Coniarthonia erythrocarpa

Scientific classification
- Kingdom: Fungi
- Division: Ascomycota
- Class: Arthoniomycetes
- Order: Arthoniales
- Family: Arthoniaceae
- Genus: Coniarthonia
- Species: C. erythrocarpa
- Binomial name: Coniarthonia erythrocarpa (Vain.) Grube (2001)
- Synonyms: Arthonia erythrocarpa Vain. (1930);

= Coniarthonia erythrocarpa =

- Authority: (Vain.) Grube (2001)
- Synonyms: Arthonia erythrocarpa

Species of lichen-forming fungus

Coniarthonia erythrocarpa is a species of lichen-forming fungus in the family Arthoniaceae. It is a bark-dwelling lichen with a thin, whitish crust and distinctive crimson-red fruiting bodies, known only from Palma, Mozambique. The species was originally described by Edvard Vainio in 1930 and transferred to Coniarthonia in 2001.

==Taxonomy==
Coniarthonia erythrocarpa was originally described by the Finnish lichenologist Edvard Vainio in 1930 as Arthonia erythrocarpa. The taxon was based on specimen material collected in Palma, Mozambique, where it was gathered in 1916 on tree bark by the Portuguese botanist Américo Pires de Lima. In a 2001 revision that established the genus Coniarthonia, Martin Grube transferred the species to that genus as Coniarthonia erythrocarpa. A later nomenclatural review of Vainio's Mozambique material clarified the original material of the basionym. It reported that Arthonia erythrocarpa was based on syntype material from Palma, Cabo Delgado, represented by Pires de Lima collections 408 and 867 in the Porto and Turku herbaria, and listed additional original material from the same locality.

In the same 2001 treatment, Grube selected a lectotype from Vainio's original material (TUR-VAIN 29084/1a) and treated additional material from the same collection as isolectotypes (TUR-VAIN 29084/2–4). He also lectotypified Arthonia erythrocarpa var. roseopallens Vain. (lectotype TUR-VAIN 29084/5) and placed that name in synonymy with C. erythrocarpa, interpreting its paler thallus tone as a substrate effect rather than a consistent taxonomic difference. Within Coniarthonia, Grube grouped the species with the small-spored, 1-septate taxa (the "C. pulcherrima group").

==Description==
The body (thallus) is whitish and develops within the outermost bark layers, forming a thin, spreading crust that is very thin in cross-section (about 10–20 μm) and lacks visible border zone lines.
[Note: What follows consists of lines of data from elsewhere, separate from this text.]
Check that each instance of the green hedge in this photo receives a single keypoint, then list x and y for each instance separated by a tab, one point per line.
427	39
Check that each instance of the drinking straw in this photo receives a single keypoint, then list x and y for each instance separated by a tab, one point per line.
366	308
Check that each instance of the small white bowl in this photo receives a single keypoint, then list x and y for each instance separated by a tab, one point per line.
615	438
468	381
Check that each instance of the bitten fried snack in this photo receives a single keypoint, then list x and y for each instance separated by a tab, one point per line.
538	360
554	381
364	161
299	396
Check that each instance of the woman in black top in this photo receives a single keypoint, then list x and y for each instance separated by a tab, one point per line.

The algal partner is the green alga Trentepohlia, with oval (ellipsoid) cells arranged in short chains.

The fruiting bodies (ascomata) are scattered and typically irregularly elongated to weakly branched, often following ridges in the bark. They are flat to slightly convex (becoming more convex when moist), and the surface is rough and densely frosted with crimson-red pigment (crimson-red ), with darker areas where the spore-bearing structures (asci) are mature. In cross-section, the fruiting bodies are about 90–110 μm thick and lack a sharply defined outer wall. The uppermost tissue layer is densely packed with crimson pigment crystals and is described as water-repellent (hydrophobic), while the spore-bearing layer (hymenium) beneath contains progressively fewer crystals. The asci are dispersed, broadly club-shaped to nearly spherical (subglobose) with a distinct stalk, and they contain eight ascospores arranged in two to three rows. The ascospores are oblong-oval, colourless (hyaline), and 2-celled (1-septate), measuring about 15–18 × 6.5–7.5 μm, with the upper cell slightly larger. Very old spores may become yellowish brown and faintly roughened.

==Habitat and distribution==
Coniarthonia erythrocarpa is a bark-dwelling, lichen-forming species. It is known only from the type locality in Mozambique (Palma), collected on tree bark. Detailed secondary chemistry has not been investigated owing to the scarcity of available material.